Yvonne Duvalier broke the brief silence.

She said, "I don't think that you have put Captain Grimes sufficiently into the picture, admiral. To begin with, captain, there was what Admiral Damien refers to as a flag-showing exercise on New Salem. The destroyer Pollux. She carried, of course, a psionic communication officer. He was not a very experienced one but he suspected, strongly, that at least one of the species of fur-bearing animal on New Salem, the silkies, possessed intelligence up to human standards. They can think and feel, but their thought processes aren't the same as ours. And they are slaughtered for their pelts. Somehow his not very detailed report fell into our hands, at APS. The admiral has long been a friend of ours and promised to do something about it. And then, as you know, there was the Tarabel fiasco and the consequent reluctance of the authorities to rush to the aid of unpleasant and vicious extra-Terrans.

"Although the fur of the silkies is beautiful, as you probably know, they are ugly beasts. They have, in the past, attacked the coastwise villages of the human colonists of New Salem. They have mutilated rather than killed, biting the hands off men, women and children. There are some rather horrid photographs of such victims.

"The New Salem colonists are the descendants of a religious sect that emigrated from Earth during the Second Expansion. Fundamentalists, maintaining that God gave Man dominion over all other life forms. They have their own version, their own translation of the Holy Bible, the Old Testament only. Their God is a jealous God, taking a dim view of any who do not believe as the True Believers, as they call themselves, do. But they do not mind taking the money of those who are not True Believers. They have a huge account in the Galactic Bank, more than enough to pay for the occasional shipments of manufactured goods that they receive from the industrial planets. Popular belief is that, eventually, their funds will be used for the building of a huge Ark in which they, and they alone, will escape the eventual collapse of the Universe."

"Where will they escape to?" asked Grimes interestedly.

Damien laughed. "I don't suppose they know themselves. Perhaps they just hope to drift around until the next Big Bang, and then get in on the ground floor and start the human race again the way it should be started, free of all perversions . . . ." Suddenly he looked at Grimes very keenly. "Talking of perversions, young man, I hear that you are perverting Survey Service Regulations."

"Me, sir?"

"Yes. You. The regulations regarding wild robots. I hear that you have one such aboard your ship. You have neither deactivated it and returned it to its makers nor destroyed it."

"I suppose that Mr. Steerforth told you, sir."

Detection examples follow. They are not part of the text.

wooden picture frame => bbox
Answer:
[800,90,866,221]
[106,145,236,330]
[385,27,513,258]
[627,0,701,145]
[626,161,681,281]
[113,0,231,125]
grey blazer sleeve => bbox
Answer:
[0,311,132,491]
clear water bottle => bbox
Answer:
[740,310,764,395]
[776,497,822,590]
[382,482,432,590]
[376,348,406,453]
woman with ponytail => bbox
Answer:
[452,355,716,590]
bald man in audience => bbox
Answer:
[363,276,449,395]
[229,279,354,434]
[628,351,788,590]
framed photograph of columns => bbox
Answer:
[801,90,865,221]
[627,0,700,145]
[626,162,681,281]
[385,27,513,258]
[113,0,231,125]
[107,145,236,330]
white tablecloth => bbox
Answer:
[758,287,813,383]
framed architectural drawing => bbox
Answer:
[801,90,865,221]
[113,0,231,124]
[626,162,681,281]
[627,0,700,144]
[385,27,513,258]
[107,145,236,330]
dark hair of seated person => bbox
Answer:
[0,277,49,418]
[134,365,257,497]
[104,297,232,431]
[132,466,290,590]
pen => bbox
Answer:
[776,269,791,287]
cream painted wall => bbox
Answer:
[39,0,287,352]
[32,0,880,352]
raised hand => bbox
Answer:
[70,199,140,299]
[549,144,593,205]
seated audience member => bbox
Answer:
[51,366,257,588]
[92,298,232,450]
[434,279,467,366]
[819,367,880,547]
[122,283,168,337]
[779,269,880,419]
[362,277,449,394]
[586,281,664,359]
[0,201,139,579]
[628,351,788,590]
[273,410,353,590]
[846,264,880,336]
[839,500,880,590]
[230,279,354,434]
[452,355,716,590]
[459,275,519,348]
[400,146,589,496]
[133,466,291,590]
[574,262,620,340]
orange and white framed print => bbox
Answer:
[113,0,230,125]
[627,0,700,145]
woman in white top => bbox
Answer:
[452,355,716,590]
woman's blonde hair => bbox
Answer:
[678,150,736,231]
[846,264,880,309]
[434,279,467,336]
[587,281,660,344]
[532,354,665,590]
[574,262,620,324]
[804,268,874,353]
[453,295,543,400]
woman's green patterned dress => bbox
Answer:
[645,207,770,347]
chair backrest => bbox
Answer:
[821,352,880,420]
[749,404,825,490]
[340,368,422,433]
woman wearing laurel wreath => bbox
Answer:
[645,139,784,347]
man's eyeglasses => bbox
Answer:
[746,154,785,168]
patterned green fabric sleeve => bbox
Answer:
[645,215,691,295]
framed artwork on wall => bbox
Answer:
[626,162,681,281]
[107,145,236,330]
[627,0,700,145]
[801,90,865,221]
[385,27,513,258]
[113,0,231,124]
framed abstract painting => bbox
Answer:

"Never mind who told me. I just know."

"I'd like to make it plain, sir, that my ship is my ship. I am the owner as well as the master. Until, if ever, she is officially commissioned as an auxiliary unit of the Survey Service she is a merchant ship. The regulations to which her personnel are subject are company's regulations. In this case, my regulations."

"Always the space lawyer, Grimes, aren't you?"

"Yes. I have to be."

Damien grinned. "Very well, then. I'll just hope that your Seiko, as I understand that you call the thing, will be just another catalyst thrown into the New Salem crucible. Two wild girls, one wild robot and, the wildest factor of all, yourself . . . ."

"I almost wish that I were going along on the voyage," said Madame Duvalier.

"Knowing Grimes as I do," said the admiral, "I prefer to wait for the reports that I shall be getting eventually. Reports which I shall not pass on to higher authorities until they have been most thoroughly edited."